À propos de l’exposition « Gribouillage » à la Villa Médicis.



Le communiqué de presse promettait pourtant « une exposition événement » en réunissant des artistes aussi prestigieux que Bellini, Léonard de Vinci, Michel-Ange, Titien, Bernin, Delacroix, Picasso, Dubuffet, Cy Twombly et tant d’autres. Finalement, peu d’œuvres remarquables, ou disons, beaucoup d’œuvres secondaires. Admettons qu’il faille attirer les foules à grand renfort de noms illustres, cela ne poserait que le problème d’une forme devenue habituelle de name-dropping. La surprise et la déception viennent d'ailleurs : "Gribouillage" n'est pas une exposition artistique, mais sociologique, documentaire, théorique. Une exposition, surtout, qui à force de digresser sur ce qui se passe autour, à force d’errer dans la marge, manque sa cible.

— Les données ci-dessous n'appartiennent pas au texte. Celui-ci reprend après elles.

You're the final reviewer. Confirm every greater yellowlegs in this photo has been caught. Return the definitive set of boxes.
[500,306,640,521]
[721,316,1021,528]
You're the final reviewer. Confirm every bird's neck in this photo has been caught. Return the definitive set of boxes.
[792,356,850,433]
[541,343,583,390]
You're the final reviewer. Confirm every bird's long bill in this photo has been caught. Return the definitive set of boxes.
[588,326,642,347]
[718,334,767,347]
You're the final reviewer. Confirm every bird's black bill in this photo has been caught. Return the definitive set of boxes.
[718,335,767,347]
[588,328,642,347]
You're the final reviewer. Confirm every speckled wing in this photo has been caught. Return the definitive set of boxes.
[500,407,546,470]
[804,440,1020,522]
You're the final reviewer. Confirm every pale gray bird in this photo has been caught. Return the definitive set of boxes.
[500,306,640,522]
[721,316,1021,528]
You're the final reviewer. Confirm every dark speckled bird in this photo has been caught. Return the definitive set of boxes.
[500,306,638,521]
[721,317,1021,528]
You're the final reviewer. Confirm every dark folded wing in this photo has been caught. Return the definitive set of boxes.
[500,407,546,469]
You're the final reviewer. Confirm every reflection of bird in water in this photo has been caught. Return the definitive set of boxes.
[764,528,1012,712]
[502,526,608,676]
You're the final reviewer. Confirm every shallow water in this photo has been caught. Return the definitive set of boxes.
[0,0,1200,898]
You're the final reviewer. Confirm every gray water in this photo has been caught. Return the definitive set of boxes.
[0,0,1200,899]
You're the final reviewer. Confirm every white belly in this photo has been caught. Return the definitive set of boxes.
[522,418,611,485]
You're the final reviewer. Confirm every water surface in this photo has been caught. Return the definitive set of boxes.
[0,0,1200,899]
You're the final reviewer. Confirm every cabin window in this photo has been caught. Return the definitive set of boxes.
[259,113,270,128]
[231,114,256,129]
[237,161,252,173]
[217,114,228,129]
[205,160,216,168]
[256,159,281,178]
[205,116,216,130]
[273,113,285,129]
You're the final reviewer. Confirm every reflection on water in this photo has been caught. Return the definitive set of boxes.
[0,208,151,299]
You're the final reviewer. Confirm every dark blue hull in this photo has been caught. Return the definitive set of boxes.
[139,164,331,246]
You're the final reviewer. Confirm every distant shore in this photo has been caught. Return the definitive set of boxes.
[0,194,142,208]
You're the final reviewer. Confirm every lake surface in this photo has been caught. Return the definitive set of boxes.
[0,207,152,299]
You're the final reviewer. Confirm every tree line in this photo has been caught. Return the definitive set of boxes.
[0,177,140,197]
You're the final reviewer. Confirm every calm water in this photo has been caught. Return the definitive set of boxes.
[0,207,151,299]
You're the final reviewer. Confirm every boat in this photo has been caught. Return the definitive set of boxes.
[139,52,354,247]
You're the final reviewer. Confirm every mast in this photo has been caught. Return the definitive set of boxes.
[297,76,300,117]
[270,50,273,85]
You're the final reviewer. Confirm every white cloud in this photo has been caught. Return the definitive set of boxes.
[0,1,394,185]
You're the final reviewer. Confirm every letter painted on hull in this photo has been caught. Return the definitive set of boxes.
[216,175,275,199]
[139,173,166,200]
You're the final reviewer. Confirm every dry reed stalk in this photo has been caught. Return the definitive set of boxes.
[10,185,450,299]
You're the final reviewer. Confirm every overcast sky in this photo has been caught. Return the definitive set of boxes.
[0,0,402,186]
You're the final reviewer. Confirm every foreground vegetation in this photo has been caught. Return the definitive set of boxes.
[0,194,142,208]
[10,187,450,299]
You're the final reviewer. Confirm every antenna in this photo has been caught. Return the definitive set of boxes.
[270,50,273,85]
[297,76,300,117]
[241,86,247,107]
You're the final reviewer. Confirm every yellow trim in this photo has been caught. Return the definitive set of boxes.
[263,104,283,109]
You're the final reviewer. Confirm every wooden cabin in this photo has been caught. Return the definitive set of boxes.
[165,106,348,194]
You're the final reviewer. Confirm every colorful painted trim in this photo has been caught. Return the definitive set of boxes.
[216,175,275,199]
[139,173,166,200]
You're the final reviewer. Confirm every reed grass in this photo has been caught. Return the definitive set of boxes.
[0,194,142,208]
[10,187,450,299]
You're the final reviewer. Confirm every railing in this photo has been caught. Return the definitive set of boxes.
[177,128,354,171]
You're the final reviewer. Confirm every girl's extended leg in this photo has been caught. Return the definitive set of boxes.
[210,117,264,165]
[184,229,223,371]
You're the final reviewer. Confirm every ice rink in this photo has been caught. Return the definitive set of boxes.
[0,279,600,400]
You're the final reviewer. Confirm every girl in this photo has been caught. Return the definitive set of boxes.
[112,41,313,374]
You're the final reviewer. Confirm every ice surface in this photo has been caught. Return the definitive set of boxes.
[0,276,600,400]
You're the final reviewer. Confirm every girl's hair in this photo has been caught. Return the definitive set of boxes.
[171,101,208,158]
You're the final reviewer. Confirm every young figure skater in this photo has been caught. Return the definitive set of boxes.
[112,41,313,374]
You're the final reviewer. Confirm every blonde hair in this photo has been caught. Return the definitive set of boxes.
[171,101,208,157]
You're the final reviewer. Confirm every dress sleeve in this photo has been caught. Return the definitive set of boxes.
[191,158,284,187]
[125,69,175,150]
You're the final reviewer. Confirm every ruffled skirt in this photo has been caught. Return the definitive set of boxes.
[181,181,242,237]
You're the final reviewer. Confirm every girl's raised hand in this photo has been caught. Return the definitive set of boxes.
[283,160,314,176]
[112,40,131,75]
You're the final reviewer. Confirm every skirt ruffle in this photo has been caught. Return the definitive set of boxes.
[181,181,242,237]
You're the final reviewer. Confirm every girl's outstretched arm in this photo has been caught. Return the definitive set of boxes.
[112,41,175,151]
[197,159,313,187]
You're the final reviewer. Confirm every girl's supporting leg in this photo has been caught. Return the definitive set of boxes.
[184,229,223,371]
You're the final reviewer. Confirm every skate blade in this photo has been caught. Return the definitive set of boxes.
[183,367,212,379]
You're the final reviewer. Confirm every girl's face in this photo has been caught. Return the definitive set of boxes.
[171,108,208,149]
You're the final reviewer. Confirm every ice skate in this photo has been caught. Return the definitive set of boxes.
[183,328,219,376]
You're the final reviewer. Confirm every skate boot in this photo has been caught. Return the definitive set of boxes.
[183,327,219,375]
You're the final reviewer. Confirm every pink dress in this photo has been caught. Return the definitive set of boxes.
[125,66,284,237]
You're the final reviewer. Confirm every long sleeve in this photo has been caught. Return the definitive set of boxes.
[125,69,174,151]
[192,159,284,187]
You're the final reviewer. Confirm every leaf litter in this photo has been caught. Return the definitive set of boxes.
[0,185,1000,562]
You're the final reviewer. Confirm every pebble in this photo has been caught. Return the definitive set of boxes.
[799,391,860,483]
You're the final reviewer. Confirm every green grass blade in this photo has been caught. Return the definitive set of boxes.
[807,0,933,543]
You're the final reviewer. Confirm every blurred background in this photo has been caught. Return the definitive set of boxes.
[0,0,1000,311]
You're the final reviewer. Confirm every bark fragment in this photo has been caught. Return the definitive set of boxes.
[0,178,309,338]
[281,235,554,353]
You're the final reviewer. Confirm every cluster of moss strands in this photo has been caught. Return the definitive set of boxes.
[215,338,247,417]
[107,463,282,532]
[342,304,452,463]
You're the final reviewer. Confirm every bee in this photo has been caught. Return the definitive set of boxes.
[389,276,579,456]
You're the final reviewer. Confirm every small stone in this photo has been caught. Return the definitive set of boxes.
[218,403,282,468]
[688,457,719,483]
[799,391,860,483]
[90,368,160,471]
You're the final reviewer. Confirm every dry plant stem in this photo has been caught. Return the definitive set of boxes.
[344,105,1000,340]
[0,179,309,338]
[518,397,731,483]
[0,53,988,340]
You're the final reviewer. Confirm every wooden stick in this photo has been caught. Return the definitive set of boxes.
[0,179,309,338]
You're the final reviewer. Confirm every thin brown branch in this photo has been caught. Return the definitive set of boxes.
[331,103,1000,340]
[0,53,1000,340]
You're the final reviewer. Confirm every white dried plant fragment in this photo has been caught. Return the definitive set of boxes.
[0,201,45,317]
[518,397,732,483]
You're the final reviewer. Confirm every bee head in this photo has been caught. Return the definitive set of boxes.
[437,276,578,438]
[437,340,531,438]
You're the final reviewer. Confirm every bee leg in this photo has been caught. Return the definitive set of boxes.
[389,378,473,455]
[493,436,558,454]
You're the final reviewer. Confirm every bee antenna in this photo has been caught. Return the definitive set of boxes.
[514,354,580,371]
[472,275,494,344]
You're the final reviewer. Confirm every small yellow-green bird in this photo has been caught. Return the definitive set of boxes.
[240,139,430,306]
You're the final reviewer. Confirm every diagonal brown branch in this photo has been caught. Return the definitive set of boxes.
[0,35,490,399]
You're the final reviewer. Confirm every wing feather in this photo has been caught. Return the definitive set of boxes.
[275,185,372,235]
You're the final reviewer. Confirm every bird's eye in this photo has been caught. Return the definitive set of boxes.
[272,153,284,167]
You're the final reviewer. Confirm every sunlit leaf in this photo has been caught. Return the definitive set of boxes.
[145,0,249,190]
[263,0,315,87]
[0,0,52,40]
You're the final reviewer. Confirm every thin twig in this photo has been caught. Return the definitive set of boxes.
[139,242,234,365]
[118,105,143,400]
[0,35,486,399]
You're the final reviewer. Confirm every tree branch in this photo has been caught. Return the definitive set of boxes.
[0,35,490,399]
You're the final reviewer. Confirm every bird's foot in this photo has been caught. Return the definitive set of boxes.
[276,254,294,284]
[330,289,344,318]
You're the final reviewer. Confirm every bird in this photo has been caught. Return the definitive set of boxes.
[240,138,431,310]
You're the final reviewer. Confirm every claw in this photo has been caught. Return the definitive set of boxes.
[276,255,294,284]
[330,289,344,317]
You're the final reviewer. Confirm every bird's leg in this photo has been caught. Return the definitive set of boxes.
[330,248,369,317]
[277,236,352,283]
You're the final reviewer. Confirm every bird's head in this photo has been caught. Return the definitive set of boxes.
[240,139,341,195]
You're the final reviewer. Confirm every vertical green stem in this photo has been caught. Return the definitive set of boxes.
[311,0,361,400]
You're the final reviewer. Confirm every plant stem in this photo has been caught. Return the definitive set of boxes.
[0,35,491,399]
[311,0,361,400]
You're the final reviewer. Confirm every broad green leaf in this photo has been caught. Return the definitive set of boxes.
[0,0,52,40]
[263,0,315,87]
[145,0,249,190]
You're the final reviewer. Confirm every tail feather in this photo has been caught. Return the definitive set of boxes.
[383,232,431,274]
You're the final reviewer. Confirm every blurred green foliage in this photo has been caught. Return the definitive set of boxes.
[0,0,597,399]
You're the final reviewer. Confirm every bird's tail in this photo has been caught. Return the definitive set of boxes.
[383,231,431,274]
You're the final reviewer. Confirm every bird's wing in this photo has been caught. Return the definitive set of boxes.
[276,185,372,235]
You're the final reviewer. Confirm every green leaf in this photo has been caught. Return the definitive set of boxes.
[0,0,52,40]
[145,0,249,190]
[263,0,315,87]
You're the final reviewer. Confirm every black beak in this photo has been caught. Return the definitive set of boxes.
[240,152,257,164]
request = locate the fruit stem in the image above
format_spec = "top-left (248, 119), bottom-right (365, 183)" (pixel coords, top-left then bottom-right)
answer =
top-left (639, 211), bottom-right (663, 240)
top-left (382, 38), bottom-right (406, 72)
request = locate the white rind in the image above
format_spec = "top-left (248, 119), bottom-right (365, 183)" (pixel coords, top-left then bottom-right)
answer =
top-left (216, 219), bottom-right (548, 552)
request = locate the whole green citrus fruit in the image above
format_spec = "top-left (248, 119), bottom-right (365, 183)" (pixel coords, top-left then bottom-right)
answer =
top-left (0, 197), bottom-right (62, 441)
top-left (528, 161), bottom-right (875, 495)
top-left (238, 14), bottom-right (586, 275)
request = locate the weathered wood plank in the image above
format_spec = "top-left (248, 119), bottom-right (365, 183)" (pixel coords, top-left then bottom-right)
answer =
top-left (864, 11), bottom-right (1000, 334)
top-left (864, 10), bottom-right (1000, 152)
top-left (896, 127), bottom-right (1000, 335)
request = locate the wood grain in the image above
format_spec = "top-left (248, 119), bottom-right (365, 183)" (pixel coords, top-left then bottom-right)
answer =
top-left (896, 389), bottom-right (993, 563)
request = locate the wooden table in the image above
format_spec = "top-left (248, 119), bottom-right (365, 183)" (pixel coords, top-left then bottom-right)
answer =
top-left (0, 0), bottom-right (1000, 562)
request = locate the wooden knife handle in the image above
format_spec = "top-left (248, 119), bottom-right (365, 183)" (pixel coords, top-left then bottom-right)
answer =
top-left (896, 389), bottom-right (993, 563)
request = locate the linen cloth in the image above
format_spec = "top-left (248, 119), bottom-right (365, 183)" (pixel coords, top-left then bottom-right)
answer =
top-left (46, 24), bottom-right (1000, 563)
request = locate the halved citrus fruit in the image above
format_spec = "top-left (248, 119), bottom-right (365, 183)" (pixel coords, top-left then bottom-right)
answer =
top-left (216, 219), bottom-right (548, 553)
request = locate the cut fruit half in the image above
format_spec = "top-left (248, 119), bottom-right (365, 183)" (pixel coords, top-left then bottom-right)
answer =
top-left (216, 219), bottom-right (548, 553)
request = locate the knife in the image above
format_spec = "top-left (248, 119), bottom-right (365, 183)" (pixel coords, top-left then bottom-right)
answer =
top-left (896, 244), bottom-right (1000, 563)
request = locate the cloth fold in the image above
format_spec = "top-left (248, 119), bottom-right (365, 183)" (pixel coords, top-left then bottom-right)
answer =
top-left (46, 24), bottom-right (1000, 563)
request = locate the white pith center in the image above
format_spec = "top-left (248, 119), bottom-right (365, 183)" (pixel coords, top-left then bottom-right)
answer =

S’il fallait en résumer le propos, le voici : de tout temps, en tout lieu et sur tous les supports, les artistes ont griffonné, dessiné, écrit, etc. Et pour développer ce truisme, quoi de mieux qu’une notion suffisamment vague pour être mise en perspective avec à peu près tout ? En l’occurrence, le gribouillage. Mais qu’est-ce que cela ? À en croire les commissaires de l’exposition, principalement des productions se tenant « hors de la règle du dessin », « à la marge », des œuvres « libérées de toutes contraintes » et dont les formes grossières, hâtives, schématiques ou régressives suffisent à les rassembler. Dans notre cas précis, citons : des ébauches préparatoires, des caricatures, des esquisses, des annotations, des graffitis, un vrai dessin d’enfant (sorti des collections du Centre Pompidou pour l’occasion), des œuvres sur papier signées Cy Twombly, Pierre Alechinsky, Pierrette Bloch ou encore Jean-Michel Basquiat, des peintures, des photographies et même des vidéos.


Vue des deux premières salles réunissant pans de murs, peintures, photographies, carnets et dessins. Au centre, on aperçoit les deux panneaux latéraux du Triptyque de la Madone (1464-1470) de Giovanni Bellini, dont la présentation sur socle permet de découvrir les études de corps et les têtes grotesques dessinées par l’artiste au verso. Photographie © Daniele Molajoli



Un titre sans sujet et un parcours cousu de fil blanc.


L’exposition réunit ainsi une centaine d’œuvres et de documents, sans jamais parvenir à définir précisément les contours de son sujet. La confusion règne autour de ce titre tapageur : faut-il considérer comme un gribouillage le dessin de Léonard de Vinci représentant avec force détails un profil de vieillard sur le mode de la caricature ? Si Pierrette Bloch revendique effectivement une pratique « gribouillée », pas certain qu’il en soit de même pour Henri Michaux, dont les dessins sous mescaline relèvent davantage de la vision que de l’automatisme. Et que penser de cette étonnante peinture de Francesco Caroto, où l’on voit un jeune homme (peint de la meilleure manière) tenant un dessin d’enfant (un jeu, pour le peintre, que de représenter avec autant de réalisme et d’application un tel sujet) ?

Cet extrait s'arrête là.